Ford hits the gas on vehicle communications
After a decade of research, Ford plans a new 20-member task force - consisting of company planners, engineers and scientists from around the world with expertise in safety, eco-mobility, infotainment and driver convenience - to accelerate development of intelligent vehicles.
Ford also is doubling its intelligent vehicle research investment, building on the company's SYNC and MyFord Touch innovations. The goal is to define the next 10 years of safety, convenience and driver assistance, and strengthen the company's position as the global industry leader in connected vehicle technology.
"While there are challenges ahead, the foundation of these smarter vehicles is advanced versions of technologies that are pervasive - Wi-Fi and crash avoidance systems that Ford has pioneered in mainstream vehicles today," said Paul Mascarenas, vice president of research and advanced engineering and chief technical officer. "Intelligent vehicles could help warn drivers of numerous potential dangers such as a car running a red light but blocked from the view of a driver properly entering the intersection."
Speaking the same language
Ford is partnering with other automakers, the federal government, as well as local and county road commissions to create a common language that ensures all vehicles can talk to each other based on a common communication standard.
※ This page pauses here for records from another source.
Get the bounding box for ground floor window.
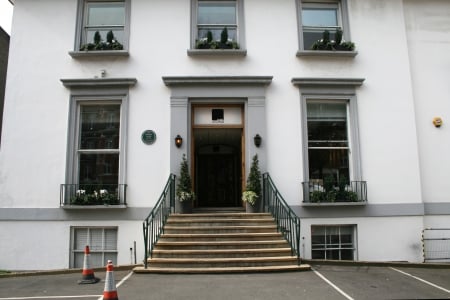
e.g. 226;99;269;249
71;227;117;268
311;225;356;260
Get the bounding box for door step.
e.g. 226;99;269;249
134;212;310;274
134;264;311;274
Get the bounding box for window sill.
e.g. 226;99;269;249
61;204;127;210
187;49;247;56
297;50;358;57
69;50;130;58
302;201;367;207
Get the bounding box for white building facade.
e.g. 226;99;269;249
0;0;450;270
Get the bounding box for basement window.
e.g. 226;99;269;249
70;227;118;268
311;225;356;260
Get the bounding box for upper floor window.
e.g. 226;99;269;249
293;78;367;204
71;0;130;56
298;0;354;55
301;2;342;50
60;78;136;208
191;0;243;54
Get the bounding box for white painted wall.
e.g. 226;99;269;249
0;0;421;207
301;217;423;262
405;1;450;202
0;220;144;270
0;0;450;269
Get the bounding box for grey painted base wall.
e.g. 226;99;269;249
0;202;450;221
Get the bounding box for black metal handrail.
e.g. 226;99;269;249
302;181;367;203
263;173;301;265
59;184;127;206
142;174;176;269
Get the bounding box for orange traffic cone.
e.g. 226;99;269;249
103;260;119;300
78;246;100;284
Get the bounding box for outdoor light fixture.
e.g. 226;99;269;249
253;134;262;147
175;134;183;148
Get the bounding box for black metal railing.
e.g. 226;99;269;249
59;184;127;206
263;173;301;265
142;174;176;269
302;181;367;203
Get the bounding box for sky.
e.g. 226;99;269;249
0;0;13;35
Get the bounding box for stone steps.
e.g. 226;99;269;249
134;212;309;273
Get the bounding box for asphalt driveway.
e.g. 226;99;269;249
0;265;450;300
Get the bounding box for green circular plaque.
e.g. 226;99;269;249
141;130;156;145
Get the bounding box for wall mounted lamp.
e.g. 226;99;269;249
175;134;183;148
253;134;262;148
433;117;443;128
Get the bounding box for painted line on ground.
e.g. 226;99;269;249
0;295;103;300
312;268;354;300
389;267;450;294
96;271;133;300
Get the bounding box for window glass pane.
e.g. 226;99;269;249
86;28;124;43
311;251;325;259
307;103;348;147
73;252;84;268
308;149;350;183
198;26;237;41
303;30;336;50
89;228;103;251
311;225;354;260
86;2;125;26
79;153;119;185
80;104;120;149
302;8;338;27
90;252;106;268
341;249;353;260
73;228;88;251
197;1;236;24
103;252;117;266
105;229;117;250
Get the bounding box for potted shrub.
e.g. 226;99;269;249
242;154;262;213
176;154;195;214
311;29;355;51
80;30;123;51
195;27;239;49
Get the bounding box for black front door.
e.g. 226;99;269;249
195;129;242;207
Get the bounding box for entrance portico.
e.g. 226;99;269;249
163;76;272;211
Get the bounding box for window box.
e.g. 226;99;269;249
69;50;130;58
297;50;358;57
188;0;246;55
60;184;127;207
297;0;356;57
73;0;130;57
302;176;367;204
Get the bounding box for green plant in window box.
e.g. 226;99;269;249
242;154;262;211
70;189;120;205
176;154;195;202
80;30;123;51
195;27;239;49
311;29;355;51
309;175;359;203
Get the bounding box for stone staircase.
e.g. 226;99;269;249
134;213;310;273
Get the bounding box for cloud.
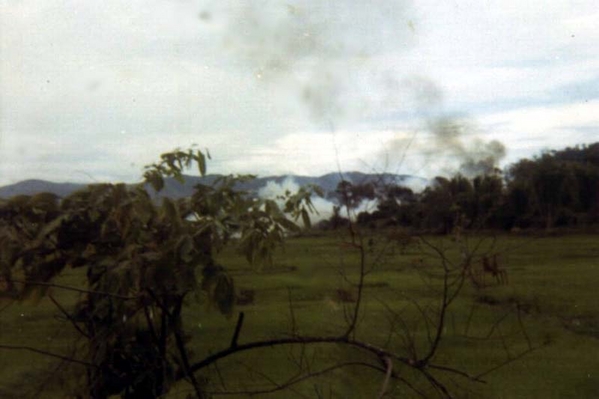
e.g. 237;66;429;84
0;0;599;184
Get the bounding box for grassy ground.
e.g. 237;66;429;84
0;235;599;398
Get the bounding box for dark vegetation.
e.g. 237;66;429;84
0;144;599;398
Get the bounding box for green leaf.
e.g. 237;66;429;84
177;235;193;263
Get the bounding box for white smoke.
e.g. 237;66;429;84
258;176;335;223
200;0;412;124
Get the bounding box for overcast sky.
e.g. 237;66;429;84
0;0;599;185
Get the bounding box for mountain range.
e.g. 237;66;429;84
0;172;428;202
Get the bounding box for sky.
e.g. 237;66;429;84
0;0;599;185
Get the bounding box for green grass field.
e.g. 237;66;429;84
0;234;599;398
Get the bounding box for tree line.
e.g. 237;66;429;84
330;143;599;234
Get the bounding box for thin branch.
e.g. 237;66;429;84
379;357;393;399
209;362;380;396
48;294;90;338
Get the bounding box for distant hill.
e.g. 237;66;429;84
0;172;427;202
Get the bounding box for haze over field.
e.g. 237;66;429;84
0;0;599;185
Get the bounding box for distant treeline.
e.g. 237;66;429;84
321;143;599;233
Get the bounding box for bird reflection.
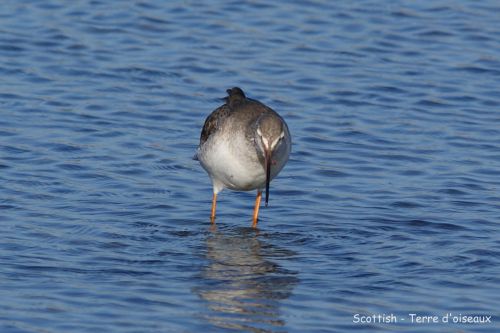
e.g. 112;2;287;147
195;224;298;332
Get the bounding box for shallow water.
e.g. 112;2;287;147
0;0;500;333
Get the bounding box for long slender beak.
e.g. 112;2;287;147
265;149;271;207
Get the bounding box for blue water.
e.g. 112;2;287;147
0;0;500;333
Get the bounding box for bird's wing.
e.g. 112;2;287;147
200;104;230;146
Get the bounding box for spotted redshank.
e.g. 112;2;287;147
195;87;292;227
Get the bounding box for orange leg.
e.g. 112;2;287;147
252;191;262;228
210;193;217;224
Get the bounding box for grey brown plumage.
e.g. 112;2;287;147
196;87;291;226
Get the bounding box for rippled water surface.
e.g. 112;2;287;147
0;0;500;333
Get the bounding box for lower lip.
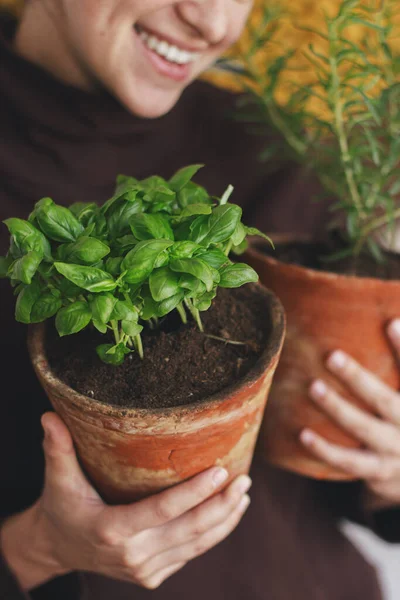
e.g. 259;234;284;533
134;30;195;81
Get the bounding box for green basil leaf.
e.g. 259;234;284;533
169;165;204;192
30;292;62;323
245;226;274;248
0;256;13;279
179;273;206;298
199;204;242;247
54;262;117;292
9;250;43;285
149;267;180;302
35;198;83;242
15;281;42;324
92;319;107;334
196;248;229;269
65;236;110;265
193;290;217;311
111;300;139;321
178;181;211;208
69;202;99;227
168;242;200;258
121;240;173;283
157;292;184;317
4;219;52;261
219;263;258;288
231;221;247;246
169;258;214;292
56;302;92;337
90;294;118;323
178;204;212;221
130;213;174;241
107;192;143;238
121;319;143;337
105;257;124;277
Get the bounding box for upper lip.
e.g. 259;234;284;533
137;23;207;52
This public-private partnership will include the world's first government-sponsored driving clinics beginning in summer 2011, for which the company will contribute two prototype Ford Taurus sedans. The DOT's Intelligent Transportation Systems (ITS) will head the research, continuing to coordinate with a coalition of automakers organized by the Crash Avoidance Metrics Partnership (CAMP), which is a joint research group headed by Ford and General Motors. The partnership is working to develop inter-operability standards in advance of completing the research phase in 2013.
"Ford has laid the groundwork to give vehicles a voice with SYNC and Wi-Fi technology," said Jim Vondale, director of the Ford automotive safety office. "Now we're working with other automakers and government leaders worldwide to develop common standards globally to bring intelligent vehicles to market quicker and more affordably."
Vondale has been appointed by Transportation Secretary Ray LaHood to represent automakers on the ITS Advisory Committee. Mike Shulman, technical leader of the Ford research and advanced engineering, leads the government-industry technical partnership as program manager for CAMP.